We’ve been fielding questions about the recent cases of EHM that were dealt with in Deschutes County, Oregon. These horses were from show barns. Both horses had been to the Oregon Horse Center, in Eugene, Oregon. Neither horse had contact, that we know of, with horses from the endurance world.
After much conferring with the Mary And Anna Ride Management Team and our local, very involved ride veterinarians, Dr Cassee Terry of Redmond Veterinary Clinic and Dr Shannon Findley of Bend Equine, we all are in agreement to go ahead with the ride at this time. We feel that the Mary and Anna Memorial Ride is at the end of the suggested two week quarantine period that has been suggested.

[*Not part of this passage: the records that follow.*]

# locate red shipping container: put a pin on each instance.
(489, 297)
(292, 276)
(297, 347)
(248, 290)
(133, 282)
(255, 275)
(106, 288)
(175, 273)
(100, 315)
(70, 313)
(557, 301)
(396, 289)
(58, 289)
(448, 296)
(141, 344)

What we need from our riders:
As we suggested yesterday, we’re hoping that folks booster their horse’s Rhino vaccines.
In addition, we’re asking our riders to begin monitoring their horse’s temperatures daily. Please, if you don’t already have one, go and purchase a thermometer. Digital thermometers can be purchased at nearly any store. Please get one and start doing this as soon as possible. This achieves two things. It gets your horses conditioned to having their temperatures taken, and it keeps you, the rider, informed about what’s going on inside your horse. If your horse’s temperature goes over 101° F, please call your veterinarian and discuss this with them.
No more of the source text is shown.